Senate Majority Leader Harry Reid (D-NV) and the Democratic caucus have not yet indicated support for the compromise, which extends most of the Bush tax cuts and other tax provisions, and while the Senate may vote tonight, no vote is expected in the House before tonight’s deadline. Here is a breakdown of the different provisions of the reported compromise:

<...>

The reported McConnell-Biden compromise does not deal with the spending cuts side of the fiscal cliff, though CNN’s Dana Bash reported that the sequester may simply be delayed for two months. The spending cuts are the part of the fiscal cliff that the Congressional Budget Office says would be the most damaging to America’s economic growth. It also does not include an increase in the debt ceiling, setting up another fight over the coming months like the one that created the fiscal cliff in the first place.

http://thinkprogress.org/economy/2012/12/31/1381631/everything-you-need-to-know-about-the-gops-fiscal-cliff-tax-proposal/


 

plethoro

(594 posts)
3. What you said in your first highlighted text is
Mon Dec 31, 2012, 09:51 PM
Dec 2012

what's going to happen. Locking in the tax increases was a terrible idea.

bigtree

(85,977 posts)
4. ha!
Mon Dec 31, 2012, 09:55 PM
Dec 2012

Either the leverage is the election results, or the leverage is what you describe.

Is that really the limitation of the President's leverage; the tax cuts? It seems that the President is politically omnipotent, for some, only up and until he makes a deal on taxes. Is there really no argument to be made on behalf of preserving and enhancing social safety net programs on their own merit? I think your complaints are premature, short-sighted, and an amazingly cynical and defeatist measure of the political influence of this presidency.

One other thing . . . There is a serious disconnect in hair-on-fire advocacy on behalf of folks affect by changes in future SS benefits and being so blithe about the effect of sequestration. Certainly, both scenarios can be addressed at any time to protect 'vulnerable' or the vast majority of working Americans from the consequences of the budget-cutting directives.

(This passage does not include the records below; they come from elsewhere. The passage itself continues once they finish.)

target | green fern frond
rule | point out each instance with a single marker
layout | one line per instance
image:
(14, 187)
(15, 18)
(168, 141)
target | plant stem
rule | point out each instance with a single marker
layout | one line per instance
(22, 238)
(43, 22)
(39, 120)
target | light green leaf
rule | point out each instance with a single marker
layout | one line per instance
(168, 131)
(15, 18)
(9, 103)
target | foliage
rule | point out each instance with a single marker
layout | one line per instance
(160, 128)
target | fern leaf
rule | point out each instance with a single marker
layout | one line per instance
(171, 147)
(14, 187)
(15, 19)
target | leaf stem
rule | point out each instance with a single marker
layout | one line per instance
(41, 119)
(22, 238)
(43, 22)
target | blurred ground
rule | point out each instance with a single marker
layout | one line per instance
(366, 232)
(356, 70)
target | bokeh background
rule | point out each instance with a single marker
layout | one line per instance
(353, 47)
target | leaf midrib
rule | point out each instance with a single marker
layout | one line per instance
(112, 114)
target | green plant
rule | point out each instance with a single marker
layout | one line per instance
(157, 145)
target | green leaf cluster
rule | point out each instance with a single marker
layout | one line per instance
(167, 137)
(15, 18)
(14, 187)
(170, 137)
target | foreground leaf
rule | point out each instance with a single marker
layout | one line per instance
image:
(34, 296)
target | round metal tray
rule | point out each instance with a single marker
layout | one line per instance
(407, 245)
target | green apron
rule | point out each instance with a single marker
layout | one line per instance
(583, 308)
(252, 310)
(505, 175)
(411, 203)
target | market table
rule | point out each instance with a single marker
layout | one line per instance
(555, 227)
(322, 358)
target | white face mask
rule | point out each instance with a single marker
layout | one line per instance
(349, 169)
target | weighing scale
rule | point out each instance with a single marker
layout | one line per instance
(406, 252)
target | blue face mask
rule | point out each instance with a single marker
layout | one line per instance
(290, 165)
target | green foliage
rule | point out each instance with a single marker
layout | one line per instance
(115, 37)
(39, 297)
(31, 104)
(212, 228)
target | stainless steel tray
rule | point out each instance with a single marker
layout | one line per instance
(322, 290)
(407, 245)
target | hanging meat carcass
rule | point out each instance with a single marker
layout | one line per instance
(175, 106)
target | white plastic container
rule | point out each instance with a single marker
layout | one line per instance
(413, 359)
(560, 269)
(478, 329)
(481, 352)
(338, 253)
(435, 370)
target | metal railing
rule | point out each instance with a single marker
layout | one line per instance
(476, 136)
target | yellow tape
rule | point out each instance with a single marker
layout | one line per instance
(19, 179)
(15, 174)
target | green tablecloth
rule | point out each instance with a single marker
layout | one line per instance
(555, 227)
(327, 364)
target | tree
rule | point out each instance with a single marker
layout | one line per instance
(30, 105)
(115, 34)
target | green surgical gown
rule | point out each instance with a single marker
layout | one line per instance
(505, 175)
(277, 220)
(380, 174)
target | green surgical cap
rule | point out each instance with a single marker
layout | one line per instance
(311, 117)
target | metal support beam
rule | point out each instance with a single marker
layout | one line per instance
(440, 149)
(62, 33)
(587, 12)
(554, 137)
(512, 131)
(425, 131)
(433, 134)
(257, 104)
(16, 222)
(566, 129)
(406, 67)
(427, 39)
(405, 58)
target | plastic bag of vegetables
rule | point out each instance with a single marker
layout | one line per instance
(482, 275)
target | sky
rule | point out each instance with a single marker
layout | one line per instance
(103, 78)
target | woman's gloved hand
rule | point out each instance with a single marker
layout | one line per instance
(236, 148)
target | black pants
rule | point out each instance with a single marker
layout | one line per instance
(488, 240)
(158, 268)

Yet, sequestration is treated by some critics of this reported 'deal' as some abstraction. We do have more leverage right now in budget-cutting dealing than we will when the base line drops to the floor in sequestration. But that's not accounting for the rest of the reductions that occur for average-income Americans which are protected and enhanced in this deal.

Those can't be used for future hostage-taking if this deal advances. Keep them up in the air, and they'll definitely be used as political footballs in the deficit reduction squabble.

BeyondGeography

(39,347 posts)
2. Many people here were ready to slam Obama the second he moved an inch
Mon Dec 31, 2012, 09:20 PM
Dec 2012

$9 billion/year is moving an inch. Calm down already.